Parvin Fahimi, an activist with the group Mothers for Peace, was the woman in question and believed her son was being detained by the authorities. However when shown the pictures by a revolutionary court she recognized her son, 19 year old Sohrab Aarabi, and subsequently learned that he was shot and fatally wounded on June 15 whilst attending a protest in Tehran. It had taken nearly a month for her to finally establish that she would never see her son alive again. An English translation of a moving letter Ms Fahimi has written about her search for her son can be read on The International Campaign for Human Rights in Iran website.
It is claimed that the authorities in Iran have used various methods to suppress the details of the actual numbers killed during the unrest in the country.

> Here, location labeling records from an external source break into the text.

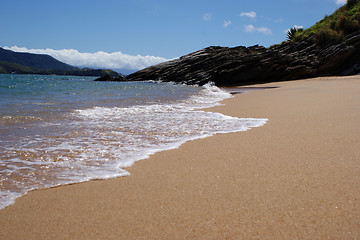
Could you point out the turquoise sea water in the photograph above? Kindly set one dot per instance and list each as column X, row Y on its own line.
column 57, row 130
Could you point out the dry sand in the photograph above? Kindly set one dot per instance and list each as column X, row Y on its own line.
column 297, row 177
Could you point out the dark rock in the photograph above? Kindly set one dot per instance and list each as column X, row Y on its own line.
column 240, row 65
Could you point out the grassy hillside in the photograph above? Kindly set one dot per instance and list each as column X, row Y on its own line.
column 335, row 27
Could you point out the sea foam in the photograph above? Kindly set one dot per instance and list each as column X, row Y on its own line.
column 100, row 142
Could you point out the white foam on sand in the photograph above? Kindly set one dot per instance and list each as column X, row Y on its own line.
column 99, row 142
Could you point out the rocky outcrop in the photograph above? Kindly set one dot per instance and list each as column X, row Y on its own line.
column 247, row 65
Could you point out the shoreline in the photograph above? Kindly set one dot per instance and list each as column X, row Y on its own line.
column 295, row 177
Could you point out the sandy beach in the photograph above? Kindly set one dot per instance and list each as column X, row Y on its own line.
column 296, row 177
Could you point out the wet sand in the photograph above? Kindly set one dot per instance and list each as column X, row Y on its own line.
column 296, row 177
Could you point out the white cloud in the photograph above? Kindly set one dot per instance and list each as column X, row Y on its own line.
column 115, row 60
column 227, row 23
column 295, row 26
column 207, row 16
column 250, row 28
column 251, row 14
column 340, row 2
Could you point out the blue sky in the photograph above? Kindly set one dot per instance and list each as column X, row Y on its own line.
column 152, row 28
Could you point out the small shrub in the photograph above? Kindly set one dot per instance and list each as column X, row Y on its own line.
column 293, row 33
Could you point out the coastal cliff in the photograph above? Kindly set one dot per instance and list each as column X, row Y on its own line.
column 330, row 47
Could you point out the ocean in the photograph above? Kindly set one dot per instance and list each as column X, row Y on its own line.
column 57, row 130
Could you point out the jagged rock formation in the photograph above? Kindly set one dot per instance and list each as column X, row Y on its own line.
column 240, row 65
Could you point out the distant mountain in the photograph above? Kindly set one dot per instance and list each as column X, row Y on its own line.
column 36, row 61
column 29, row 63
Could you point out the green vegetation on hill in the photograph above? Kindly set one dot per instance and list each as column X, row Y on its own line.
column 333, row 28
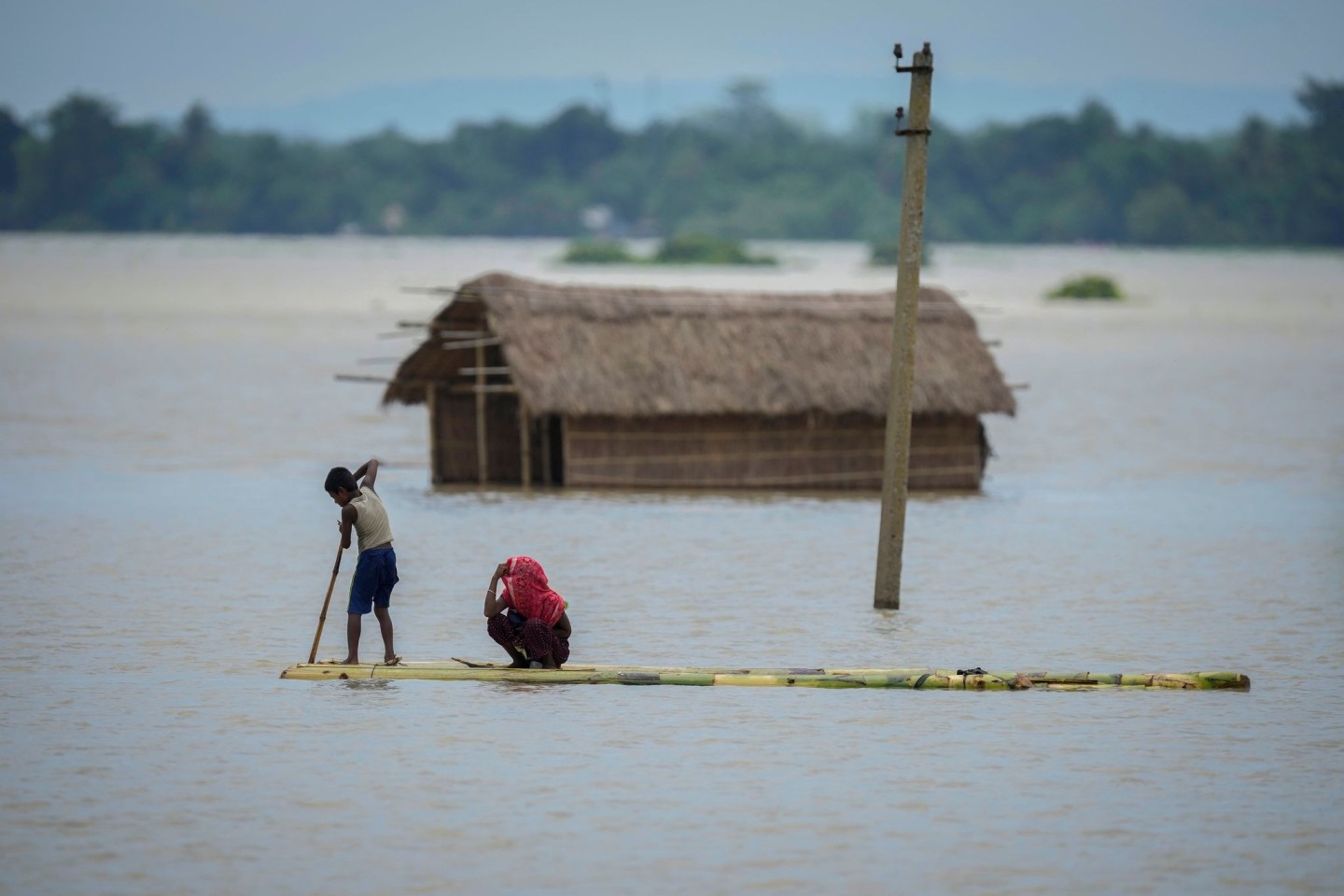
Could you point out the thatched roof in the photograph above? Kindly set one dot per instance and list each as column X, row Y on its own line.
column 580, row 349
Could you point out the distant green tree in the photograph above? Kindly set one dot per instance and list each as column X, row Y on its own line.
column 739, row 171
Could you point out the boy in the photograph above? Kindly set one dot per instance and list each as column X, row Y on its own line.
column 375, row 574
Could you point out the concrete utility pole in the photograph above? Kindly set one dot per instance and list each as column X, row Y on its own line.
column 895, row 467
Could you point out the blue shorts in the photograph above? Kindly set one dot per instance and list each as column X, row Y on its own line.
column 375, row 574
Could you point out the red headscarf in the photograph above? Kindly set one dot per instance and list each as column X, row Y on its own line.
column 528, row 592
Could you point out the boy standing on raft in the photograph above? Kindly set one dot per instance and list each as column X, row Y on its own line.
column 375, row 574
column 537, row 621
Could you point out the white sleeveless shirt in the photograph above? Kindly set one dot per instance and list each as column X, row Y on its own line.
column 371, row 523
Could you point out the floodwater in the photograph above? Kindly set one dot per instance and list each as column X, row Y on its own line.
column 1169, row 497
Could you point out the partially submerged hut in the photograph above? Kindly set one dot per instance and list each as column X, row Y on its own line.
column 601, row 385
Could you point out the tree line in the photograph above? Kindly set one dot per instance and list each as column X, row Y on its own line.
column 741, row 170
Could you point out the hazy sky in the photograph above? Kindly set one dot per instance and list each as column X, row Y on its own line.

Apparently they have sometimes coerced families into signing documents acknowledging that their loved ones died in an accident or by natural causes. On other occasions they have been forced to state that their deceased family member served with the Basij militia. The Basij are the volunteer militia who were active during the protests in Iran, assisting the authorities, including the Iranian Revolutionary Guards to whom they report, to disperse the crowds that had assembled.
One of the organizations active in highlighting the cover-up of which the authorities are accused is the Islamic Participation Front. The Front is a long established reformist party whose former Secretary-General is the brother of former Iranian President, Mohammad Khatami. Mr Khatami is actually a member of another political grouping within Iran but was a publicly declared supporter of Mir-Hossein Mousavi, the main reformist candidate, during the June election.
In further news of the situation in Iran, The Guardian has spoken of concerns of a tense atmosphere tomorrow during Friday prayers at Tehran University. Mir-Hossein Mousavi will be present at the prayers when he will hear Hashemi Rafsanjani, another former President of Iran who supported Mr Mousavi's candidacy for the position, address the assembled crowd. Supporters of present incumbent Mahmoud Ahmadinejad have already indicated that they will cause disruption to the prayers.
Iran may not have disappeared from the front pages of the world's newspapers entirely, the controversy regarding its nuclear program will probably ensure that does not happen, but there has been something of a lull in news of any public campaign by those who challenge the legitimacy of President Ahmadinejad.